Essa viagem também contribuiu para inspirar Rosa para escrever Grande Sertão: Veredas. No sertão, vereda é uma espécie de oásis, uma área com vegetação e água. Lá, surgem palmeiras conhecidas como buritis, típicas do interior mineiro. A boiada de 56 anos atrás era conduzida de vereda em vereda, por mais de dez dias. Guimarães Rosa escreveu que as folhas das palmeiras eram tão verdes quanto os olhos de Diadorim. Uma das paradas foi na casa de Antonieta e do marido. Ela se lembra de ter servido jantar para Guimarães Rosa e os vaqueiros, cansados: “Eles chegaram, comeram, dormiram e seguiram.” O Guimarães Rosa garoto, dos tempos de Cordisburgo, foi relembrado num dos livros lançados neste ano na terra natal: é uma obra para crianças, com descrições do mundo dos animais. Uma definição do autor: “O macaco: homem desregulado. O homem: vice-versa; ou idem.”

O burrinho pedrês, primeiro personagem de Sagarana, não faz parte desse livro. Quem conhecia o burro era Juca Bananeira, pajem do menino Guimarães Rosa, a quem contava histórias que, mais tarde, o escritor adotou em obras. Juca foi carroceiro, boiadeiro. E, mesmo sendo analfabeto, tornou-se delegado. Virou personagem de Rosa. Morreu em 1998, aos 104 anos. Sua neta, Tânia Cristina Trambini, participou das festas dos 100 anos de Rosa. A psicóloga paulistana Célia Aidar Bondioli não esconde o entusiasmo ao falar sobre a viagem de estudos que fez a Cordisburgo, no ano passado, com um grupo do Laboratório de Estudos da Transicionalidade, da Universidade de São Paulo (USP). “Participei de uma Semana Roseana, com eventos musicais, percorrendo as várias cidadezinhas da região, cada uma com seu centro cultural. Muitos jovens, muito bonito”, lembra ela.

“Existem coisas típicas da região, como as bordadeiras, a festa da colheita da abóbora e, às 3 horas da tarde, a reza na igreja. Cordisburgo é toda empenhada em torno do escritor e das letras. Existe, por exemplo, a Academia Cordisburguense de Letras. Uma cidade tão pequena, e com uma academia!” Célia conta: “Com o professor Gilberto Safra, nosso grupo estudou Grande Sertão: Veredas e seus personagens, figuras da terra, sob a ótica da psicologia. Guimarães Rosa é um autor maravilhoso, rico para a língua portuguesa e para o estudo do ser humano.” Safra optou por, a partir da obra do psicanalista inglês Donald Woods Winnicott (1896-1971), elaborar uma síntese com idéias de filósofos contemporâneos e de outras épocas e de escritores como Fernando Pessoa, Clarice Lispector e João Guimarães Rosa. Por meio de autores, é possível focalizar temas relativos ao ser humano, como a precariedade, a criatividade, a empatia, a religiosidade.
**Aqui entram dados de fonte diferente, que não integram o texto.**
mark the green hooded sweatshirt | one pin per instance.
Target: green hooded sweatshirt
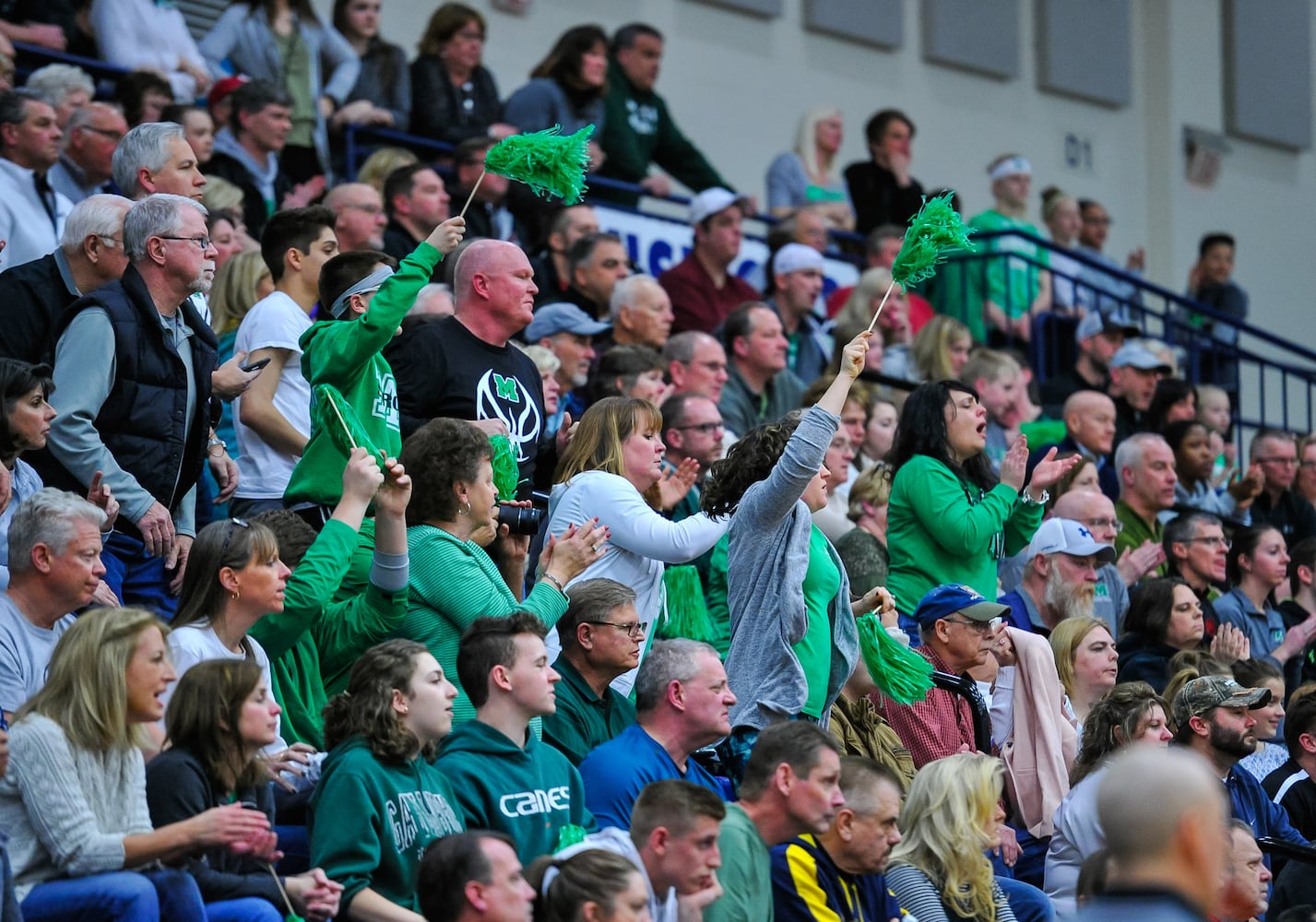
(347, 353)
(378, 820)
(316, 632)
(528, 792)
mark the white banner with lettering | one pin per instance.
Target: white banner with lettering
(657, 243)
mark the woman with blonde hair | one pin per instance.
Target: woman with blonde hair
(942, 349)
(381, 165)
(1085, 665)
(612, 468)
(74, 798)
(808, 174)
(940, 869)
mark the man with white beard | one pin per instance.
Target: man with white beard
(1060, 576)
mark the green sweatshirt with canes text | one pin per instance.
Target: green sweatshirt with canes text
(348, 355)
(372, 821)
(529, 792)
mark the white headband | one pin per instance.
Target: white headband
(1011, 166)
(370, 283)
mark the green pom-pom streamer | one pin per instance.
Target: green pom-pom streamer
(549, 162)
(933, 233)
(507, 475)
(335, 416)
(687, 612)
(570, 835)
(903, 675)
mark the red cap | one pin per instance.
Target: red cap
(224, 87)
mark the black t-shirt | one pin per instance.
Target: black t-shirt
(444, 370)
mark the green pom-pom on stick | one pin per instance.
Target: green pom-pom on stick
(549, 162)
(933, 234)
(903, 675)
(507, 475)
(687, 610)
(333, 415)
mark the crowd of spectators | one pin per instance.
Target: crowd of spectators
(363, 561)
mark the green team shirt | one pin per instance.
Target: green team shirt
(347, 354)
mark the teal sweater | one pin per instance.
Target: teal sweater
(314, 632)
(528, 792)
(452, 585)
(378, 820)
(943, 530)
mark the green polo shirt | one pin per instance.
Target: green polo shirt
(1136, 532)
(583, 720)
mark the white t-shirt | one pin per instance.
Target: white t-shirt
(196, 644)
(24, 654)
(277, 321)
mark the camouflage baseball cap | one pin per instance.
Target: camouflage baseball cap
(1207, 692)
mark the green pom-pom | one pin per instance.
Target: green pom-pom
(903, 675)
(570, 835)
(507, 475)
(335, 416)
(687, 612)
(933, 233)
(548, 162)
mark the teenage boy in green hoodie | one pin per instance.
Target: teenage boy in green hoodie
(504, 777)
(362, 304)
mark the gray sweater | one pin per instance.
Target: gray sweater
(67, 810)
(767, 557)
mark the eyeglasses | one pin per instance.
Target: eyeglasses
(234, 524)
(977, 626)
(634, 631)
(203, 241)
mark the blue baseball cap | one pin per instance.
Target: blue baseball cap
(952, 597)
(563, 317)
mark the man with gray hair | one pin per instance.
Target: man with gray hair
(31, 213)
(696, 363)
(1145, 466)
(156, 157)
(683, 703)
(85, 165)
(64, 86)
(601, 637)
(1164, 817)
(640, 312)
(36, 293)
(54, 570)
(133, 366)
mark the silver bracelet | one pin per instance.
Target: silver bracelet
(555, 582)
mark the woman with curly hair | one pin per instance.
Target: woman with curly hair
(951, 518)
(220, 715)
(383, 734)
(940, 869)
(452, 518)
(794, 642)
(1130, 713)
(612, 469)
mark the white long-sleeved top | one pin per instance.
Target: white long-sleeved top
(643, 541)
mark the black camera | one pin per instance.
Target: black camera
(526, 520)
(521, 520)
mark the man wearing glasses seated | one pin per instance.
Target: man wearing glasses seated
(683, 703)
(958, 629)
(601, 637)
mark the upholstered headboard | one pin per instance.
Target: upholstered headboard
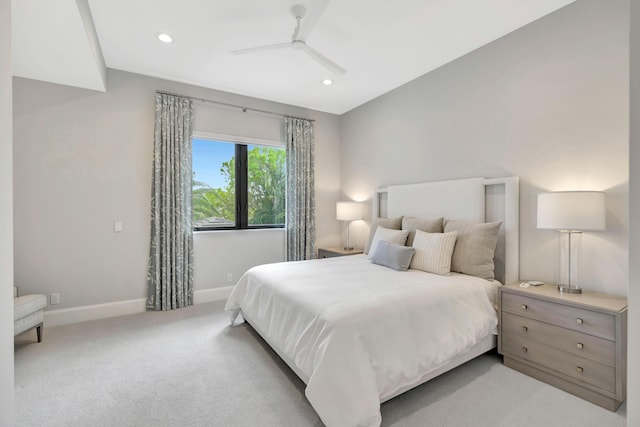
(473, 199)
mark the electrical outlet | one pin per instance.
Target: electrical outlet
(55, 299)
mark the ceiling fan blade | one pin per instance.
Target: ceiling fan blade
(316, 7)
(260, 48)
(323, 60)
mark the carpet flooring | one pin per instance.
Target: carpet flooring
(188, 367)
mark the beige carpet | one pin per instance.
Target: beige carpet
(189, 368)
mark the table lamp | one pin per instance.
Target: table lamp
(571, 213)
(348, 211)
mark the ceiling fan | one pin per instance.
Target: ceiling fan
(300, 34)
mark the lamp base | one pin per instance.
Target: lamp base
(569, 290)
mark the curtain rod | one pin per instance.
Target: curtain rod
(244, 109)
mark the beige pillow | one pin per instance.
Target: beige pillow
(433, 252)
(475, 247)
(399, 237)
(391, 223)
(429, 225)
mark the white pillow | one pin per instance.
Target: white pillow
(399, 237)
(433, 252)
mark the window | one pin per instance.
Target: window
(237, 186)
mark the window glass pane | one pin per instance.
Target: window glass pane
(213, 189)
(266, 185)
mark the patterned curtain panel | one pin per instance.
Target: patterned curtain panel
(301, 224)
(170, 274)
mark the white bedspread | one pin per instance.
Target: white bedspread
(359, 332)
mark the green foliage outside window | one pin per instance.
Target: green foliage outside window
(215, 207)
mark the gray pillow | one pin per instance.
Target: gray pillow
(391, 223)
(392, 255)
(423, 224)
(475, 247)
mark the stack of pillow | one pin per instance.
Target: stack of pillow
(434, 245)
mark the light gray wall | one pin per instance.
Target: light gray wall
(6, 221)
(548, 103)
(82, 160)
(633, 353)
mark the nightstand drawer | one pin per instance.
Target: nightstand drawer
(585, 370)
(577, 343)
(581, 320)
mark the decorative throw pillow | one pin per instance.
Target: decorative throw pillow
(475, 247)
(392, 255)
(433, 252)
(391, 223)
(385, 234)
(429, 225)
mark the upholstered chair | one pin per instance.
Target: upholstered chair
(28, 313)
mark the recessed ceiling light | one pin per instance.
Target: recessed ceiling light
(164, 37)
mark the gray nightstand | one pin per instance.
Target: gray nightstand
(576, 342)
(333, 252)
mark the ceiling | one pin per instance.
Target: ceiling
(381, 46)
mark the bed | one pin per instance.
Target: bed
(358, 332)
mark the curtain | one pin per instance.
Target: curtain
(301, 228)
(170, 274)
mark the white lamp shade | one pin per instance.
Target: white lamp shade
(348, 211)
(572, 210)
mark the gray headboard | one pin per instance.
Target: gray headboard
(473, 199)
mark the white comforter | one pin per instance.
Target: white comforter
(357, 332)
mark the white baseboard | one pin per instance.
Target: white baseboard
(66, 316)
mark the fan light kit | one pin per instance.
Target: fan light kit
(300, 34)
(164, 37)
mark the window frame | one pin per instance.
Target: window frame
(242, 179)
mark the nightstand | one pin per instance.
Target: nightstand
(333, 252)
(576, 342)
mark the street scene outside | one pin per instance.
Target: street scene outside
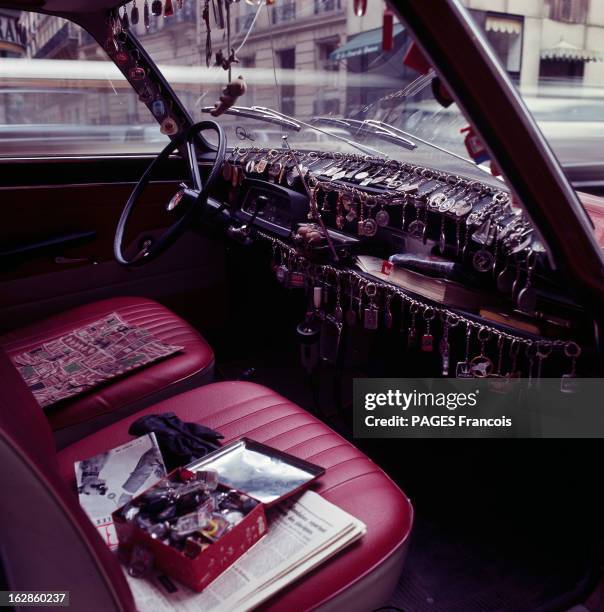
(59, 94)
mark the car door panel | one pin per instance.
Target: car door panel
(39, 282)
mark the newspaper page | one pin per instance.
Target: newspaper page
(301, 535)
(109, 480)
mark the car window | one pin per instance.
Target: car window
(61, 95)
(318, 61)
(553, 50)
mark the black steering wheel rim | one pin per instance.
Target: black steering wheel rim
(200, 192)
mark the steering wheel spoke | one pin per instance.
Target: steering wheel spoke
(184, 205)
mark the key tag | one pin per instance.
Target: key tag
(569, 382)
(387, 310)
(125, 20)
(412, 335)
(463, 369)
(427, 343)
(137, 73)
(158, 108)
(338, 312)
(513, 353)
(121, 56)
(156, 8)
(371, 312)
(481, 366)
(350, 316)
(444, 347)
(134, 14)
(111, 44)
(147, 15)
(526, 300)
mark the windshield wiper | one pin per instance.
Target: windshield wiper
(261, 113)
(385, 131)
(371, 127)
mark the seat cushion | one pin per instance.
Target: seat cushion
(352, 481)
(139, 387)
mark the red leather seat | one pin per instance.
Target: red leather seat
(84, 413)
(361, 577)
(49, 544)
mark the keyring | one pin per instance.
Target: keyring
(572, 350)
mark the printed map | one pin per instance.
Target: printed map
(86, 357)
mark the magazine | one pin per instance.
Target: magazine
(109, 480)
(302, 534)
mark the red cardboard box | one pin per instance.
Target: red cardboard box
(271, 474)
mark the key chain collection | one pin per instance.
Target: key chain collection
(352, 299)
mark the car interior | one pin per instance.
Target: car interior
(248, 258)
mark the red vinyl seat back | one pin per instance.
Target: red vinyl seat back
(47, 543)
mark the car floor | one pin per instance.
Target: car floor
(494, 530)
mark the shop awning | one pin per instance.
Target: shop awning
(362, 44)
(567, 51)
(505, 25)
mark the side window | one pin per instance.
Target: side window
(61, 95)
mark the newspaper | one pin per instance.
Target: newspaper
(302, 534)
(86, 357)
(109, 480)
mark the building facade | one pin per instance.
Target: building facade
(545, 41)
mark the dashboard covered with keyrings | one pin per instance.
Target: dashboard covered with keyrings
(451, 264)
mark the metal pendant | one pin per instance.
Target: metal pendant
(371, 318)
(462, 208)
(157, 8)
(483, 260)
(158, 108)
(351, 317)
(282, 274)
(416, 229)
(134, 15)
(382, 218)
(527, 300)
(368, 228)
(427, 343)
(481, 366)
(505, 280)
(436, 200)
(463, 370)
(447, 205)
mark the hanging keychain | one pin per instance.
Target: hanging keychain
(481, 366)
(134, 16)
(463, 369)
(569, 383)
(427, 343)
(371, 312)
(412, 335)
(147, 15)
(444, 347)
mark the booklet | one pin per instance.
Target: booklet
(302, 534)
(107, 481)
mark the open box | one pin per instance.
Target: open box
(264, 474)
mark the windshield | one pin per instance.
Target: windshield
(315, 61)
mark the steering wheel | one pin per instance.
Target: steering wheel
(184, 204)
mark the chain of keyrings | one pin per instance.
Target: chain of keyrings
(294, 270)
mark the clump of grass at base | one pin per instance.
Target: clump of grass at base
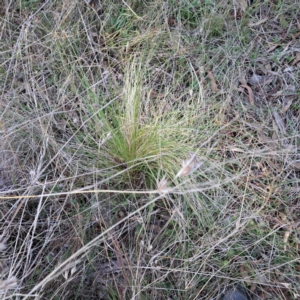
(145, 145)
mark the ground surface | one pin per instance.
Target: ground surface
(149, 149)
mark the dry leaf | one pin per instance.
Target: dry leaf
(242, 4)
(297, 59)
(10, 283)
(189, 165)
(273, 47)
(250, 93)
(259, 22)
(279, 122)
(162, 186)
(258, 79)
(214, 85)
(2, 246)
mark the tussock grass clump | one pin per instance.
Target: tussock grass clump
(149, 149)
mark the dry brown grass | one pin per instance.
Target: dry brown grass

Essas situações aparecem nas páginas de Guimarães Rosa e são revividas nas ruas de Cordisburgo, nas narrativas dos contadores de histórias, na fala mineira de Brasinha e na idéia que, num dos 5.564 municípios do Brasil, existe um estilo único, o jeito roseano de ser. A casa e a presença do escritor - O Museu da Casa de Guimarães Rosa é o ponto alto para quem busca, em Cordisburgo, algo ligado ao autor de Grande Sertão: Veredas. A casa em que morou o escritor em seus tempos de garoto tem características simples e foi recentemente reformada. O telefone do museu é (31) 3715-1425. A Semana Roseana, geralmente em julho, atrai grande número de visitantes e as pousadas ficam lotadas, mas também é possível ficar hospedado em Sete Lagoas, uma cidade de 190 mil habitantes, a 44 quilômetros de Cordisburgo.

Os contadores de histórias, como Brasinha, estão sempre prontos para orientar os turistas e para falar de Guimarães Rosa, além de mostrar os locais em que surgiu inspiração para os livros. Os arredores de Cordisburgo e a Gruta do Maquiné ajudam a compor cenários de uma pacata Minas Gerais, típica de algumas obras de Rosa. Já não existem trens na região, mas a antiga estação ferroviária, que apareceu em contos pioneiros do escritor, continua preservada, como uma dupla relíquia: da literatura e de outra época dos transportes do Brasil, a época da Maria Fumaça.